Thursday, March 10, 2011

Community Manifesto


I'm beginning to think that I love lines. Not in a coke addict way, but in a quintessentially Hong Kong way. There was absolutely no reason for me to wake up on a Saturday morning to stand in Central for an hour to get a YSL brochure and tote bag as part of the "Manifesto" movement, but "what the hell." I figured, "might as well."

Joining my army were Michelle, Andrea, Denise and of course, my trusty partner-in-crime, FashionGeek Virginia. Andrea and I of course had braved much worse, having succumbed to the whole Lanvin x H&M madness, so we assumed we were old pros, but for some reason this experience was a little more bleh.

When I got there at 11am on the dot, Denise and Michelle were already there, and I quickly squeezed in just as Bruce-the-security-guy and his cronies put up the do-not-cross lines. An auntie behind us took great offense to this, and chose to tell us so, even though we explained to her that since there weren't even 1,000 people in line yet, it made NO difference to anyone there whether we cut or not; we simply wanted to stand together instead of separately. She nagged and nagged and nagged about "the principle of the matter" and attempted to rally the group behind her into kicking us out. We sniggered as she failed. She then tried to negotiate our ejection with the staff and bouncers who were there to keep the order. They explained to her that it honestly made no difference at that time, to which she cried foul, kicked and screamed, and gave her best attempt at an indignant expression.

"What if I call all my friends to come?" she wailed.
"Why don't you call all your friends to come?" they retorted.
"But what if they bring 999 more friends to join the line all of a sudden?" she continued... by which time the security guys had turned away and busied themselves doing other things, like checking for lint under their nails or checking that the line wasn't crooked. As she moaned, a few more people cut the line in front of us, and she eventually fell silent after informing us that we had ruined her weekend. Poor auntie.
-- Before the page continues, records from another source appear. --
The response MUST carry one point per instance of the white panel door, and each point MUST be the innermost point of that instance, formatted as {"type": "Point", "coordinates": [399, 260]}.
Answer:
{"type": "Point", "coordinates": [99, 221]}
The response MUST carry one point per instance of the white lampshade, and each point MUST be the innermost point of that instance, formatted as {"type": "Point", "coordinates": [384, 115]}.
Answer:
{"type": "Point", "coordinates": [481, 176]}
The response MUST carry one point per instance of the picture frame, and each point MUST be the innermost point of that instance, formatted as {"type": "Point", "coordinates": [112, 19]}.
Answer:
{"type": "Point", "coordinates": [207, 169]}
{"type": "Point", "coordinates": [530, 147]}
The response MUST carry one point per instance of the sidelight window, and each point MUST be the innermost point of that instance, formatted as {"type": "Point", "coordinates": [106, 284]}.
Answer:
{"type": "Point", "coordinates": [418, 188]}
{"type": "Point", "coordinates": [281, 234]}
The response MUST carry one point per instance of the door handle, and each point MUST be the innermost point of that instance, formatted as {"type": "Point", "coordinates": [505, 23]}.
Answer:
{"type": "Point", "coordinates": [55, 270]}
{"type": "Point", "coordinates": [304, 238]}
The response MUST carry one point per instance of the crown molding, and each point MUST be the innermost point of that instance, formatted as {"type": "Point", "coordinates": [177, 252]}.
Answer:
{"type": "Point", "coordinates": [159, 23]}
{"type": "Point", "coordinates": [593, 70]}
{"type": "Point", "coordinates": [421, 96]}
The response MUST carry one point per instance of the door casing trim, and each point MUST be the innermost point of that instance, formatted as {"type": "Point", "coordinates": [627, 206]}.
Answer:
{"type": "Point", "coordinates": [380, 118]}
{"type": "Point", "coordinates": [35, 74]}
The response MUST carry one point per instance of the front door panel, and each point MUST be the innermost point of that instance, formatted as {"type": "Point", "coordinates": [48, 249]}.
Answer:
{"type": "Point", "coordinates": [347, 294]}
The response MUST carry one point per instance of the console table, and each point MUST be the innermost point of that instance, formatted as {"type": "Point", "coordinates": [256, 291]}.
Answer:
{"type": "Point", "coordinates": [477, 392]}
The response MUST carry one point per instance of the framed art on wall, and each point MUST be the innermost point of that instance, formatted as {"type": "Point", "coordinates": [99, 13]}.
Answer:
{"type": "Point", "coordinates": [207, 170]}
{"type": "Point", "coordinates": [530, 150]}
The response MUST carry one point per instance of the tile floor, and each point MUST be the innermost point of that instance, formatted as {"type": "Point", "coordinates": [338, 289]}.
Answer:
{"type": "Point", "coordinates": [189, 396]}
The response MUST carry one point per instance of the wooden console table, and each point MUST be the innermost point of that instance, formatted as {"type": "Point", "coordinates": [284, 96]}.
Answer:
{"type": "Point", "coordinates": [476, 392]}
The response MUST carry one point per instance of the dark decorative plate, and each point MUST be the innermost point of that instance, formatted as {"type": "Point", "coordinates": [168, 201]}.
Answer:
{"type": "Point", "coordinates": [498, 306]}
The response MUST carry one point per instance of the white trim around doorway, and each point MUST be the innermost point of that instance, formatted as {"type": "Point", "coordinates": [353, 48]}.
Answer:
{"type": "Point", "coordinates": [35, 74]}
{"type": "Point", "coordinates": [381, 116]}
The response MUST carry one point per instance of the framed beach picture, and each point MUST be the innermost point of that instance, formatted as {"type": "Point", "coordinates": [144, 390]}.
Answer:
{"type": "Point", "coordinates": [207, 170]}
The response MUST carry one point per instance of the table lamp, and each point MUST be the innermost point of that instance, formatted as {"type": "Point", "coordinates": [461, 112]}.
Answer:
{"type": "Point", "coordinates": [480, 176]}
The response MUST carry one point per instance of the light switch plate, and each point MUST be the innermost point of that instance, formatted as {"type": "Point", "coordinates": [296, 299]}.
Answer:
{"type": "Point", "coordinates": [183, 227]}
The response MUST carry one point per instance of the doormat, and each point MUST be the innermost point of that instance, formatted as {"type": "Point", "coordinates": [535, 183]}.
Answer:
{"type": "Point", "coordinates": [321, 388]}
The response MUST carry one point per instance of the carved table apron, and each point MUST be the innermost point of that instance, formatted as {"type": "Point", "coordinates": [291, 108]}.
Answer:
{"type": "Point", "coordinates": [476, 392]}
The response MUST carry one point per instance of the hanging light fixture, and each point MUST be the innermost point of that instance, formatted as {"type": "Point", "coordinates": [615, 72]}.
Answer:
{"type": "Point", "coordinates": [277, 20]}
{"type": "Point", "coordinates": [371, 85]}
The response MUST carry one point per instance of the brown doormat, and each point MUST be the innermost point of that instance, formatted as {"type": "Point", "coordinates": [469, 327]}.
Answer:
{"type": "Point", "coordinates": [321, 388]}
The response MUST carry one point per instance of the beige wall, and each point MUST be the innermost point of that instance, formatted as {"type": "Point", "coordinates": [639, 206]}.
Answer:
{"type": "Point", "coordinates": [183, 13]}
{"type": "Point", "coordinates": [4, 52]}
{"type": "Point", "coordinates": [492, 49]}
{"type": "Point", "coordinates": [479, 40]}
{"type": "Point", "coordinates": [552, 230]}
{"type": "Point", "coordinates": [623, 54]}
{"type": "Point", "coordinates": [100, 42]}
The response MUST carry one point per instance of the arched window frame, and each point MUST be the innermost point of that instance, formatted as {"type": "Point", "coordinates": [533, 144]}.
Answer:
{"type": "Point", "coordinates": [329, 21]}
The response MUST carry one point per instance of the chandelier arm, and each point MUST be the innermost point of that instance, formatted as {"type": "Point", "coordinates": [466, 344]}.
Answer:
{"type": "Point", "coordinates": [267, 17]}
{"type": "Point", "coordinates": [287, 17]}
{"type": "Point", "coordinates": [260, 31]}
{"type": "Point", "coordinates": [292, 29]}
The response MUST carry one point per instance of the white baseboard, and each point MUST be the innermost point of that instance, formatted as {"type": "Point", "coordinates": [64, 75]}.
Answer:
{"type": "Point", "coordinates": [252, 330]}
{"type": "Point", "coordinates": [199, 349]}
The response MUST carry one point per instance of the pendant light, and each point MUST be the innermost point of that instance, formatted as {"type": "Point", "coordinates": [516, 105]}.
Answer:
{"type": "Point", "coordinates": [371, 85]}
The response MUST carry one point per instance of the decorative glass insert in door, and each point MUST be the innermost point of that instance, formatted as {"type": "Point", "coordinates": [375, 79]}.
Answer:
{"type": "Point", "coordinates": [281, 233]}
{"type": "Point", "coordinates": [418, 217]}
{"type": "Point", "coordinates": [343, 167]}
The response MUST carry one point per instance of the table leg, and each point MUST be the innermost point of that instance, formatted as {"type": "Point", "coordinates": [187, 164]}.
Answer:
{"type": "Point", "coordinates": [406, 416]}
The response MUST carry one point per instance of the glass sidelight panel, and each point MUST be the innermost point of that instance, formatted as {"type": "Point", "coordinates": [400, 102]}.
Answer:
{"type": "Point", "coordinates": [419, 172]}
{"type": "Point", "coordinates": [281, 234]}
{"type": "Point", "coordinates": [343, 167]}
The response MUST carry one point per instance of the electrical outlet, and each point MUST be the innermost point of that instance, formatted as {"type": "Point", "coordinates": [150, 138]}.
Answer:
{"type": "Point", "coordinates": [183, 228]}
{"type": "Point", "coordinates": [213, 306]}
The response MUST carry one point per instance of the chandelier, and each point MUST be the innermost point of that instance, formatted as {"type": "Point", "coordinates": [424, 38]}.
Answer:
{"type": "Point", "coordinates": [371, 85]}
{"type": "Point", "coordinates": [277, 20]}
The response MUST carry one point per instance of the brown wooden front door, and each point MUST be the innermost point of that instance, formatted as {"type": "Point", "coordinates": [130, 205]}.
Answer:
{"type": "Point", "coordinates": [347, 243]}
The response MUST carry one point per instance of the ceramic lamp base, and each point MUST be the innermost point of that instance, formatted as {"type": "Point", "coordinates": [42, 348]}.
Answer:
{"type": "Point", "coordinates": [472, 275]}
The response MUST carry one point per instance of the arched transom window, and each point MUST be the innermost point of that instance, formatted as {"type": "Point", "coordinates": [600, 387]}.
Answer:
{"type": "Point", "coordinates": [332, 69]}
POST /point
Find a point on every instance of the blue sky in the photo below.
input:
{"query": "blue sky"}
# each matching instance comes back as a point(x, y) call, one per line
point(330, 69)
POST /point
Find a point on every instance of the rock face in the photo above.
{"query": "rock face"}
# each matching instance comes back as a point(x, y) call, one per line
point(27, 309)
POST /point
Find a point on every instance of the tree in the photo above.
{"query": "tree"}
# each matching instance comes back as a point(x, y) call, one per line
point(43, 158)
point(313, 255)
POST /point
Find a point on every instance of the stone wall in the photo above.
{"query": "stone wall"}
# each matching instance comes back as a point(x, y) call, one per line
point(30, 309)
Back to the topic. Virginia arrived late and took a place at the end of the line for her and Andrea, who also came late because she fell down the stairs. Which, theoretically, should only have expedited her arrival, but whatever. Michelle turned away girls who were selling flags/stickers for charity, which was a little bit mean, but then again, we are the people who want to stand in line for free stuff. We are obviously too cheap to give away our coins to charities we've never heard of.

At precisely noon we zoomed down Wyndham Street and got our Manifestos, and then took a bunch of photos so that instead of being "losers who line up for free shit," we could call ourselves "fashion bloggers documenting a brand phenomenon." A grandma nearby asked what people were lining up for, before commenting on how ugly the tote was and then leaving. Ha.






Afterwards, we found the mean auntie and killed her, stuffed her remains into a YSL tote, then went to brunch at Oolaa.






**Okay, okay, no aunties were harmed in the making of this post. Whatever you read in the paper is purely coincidence.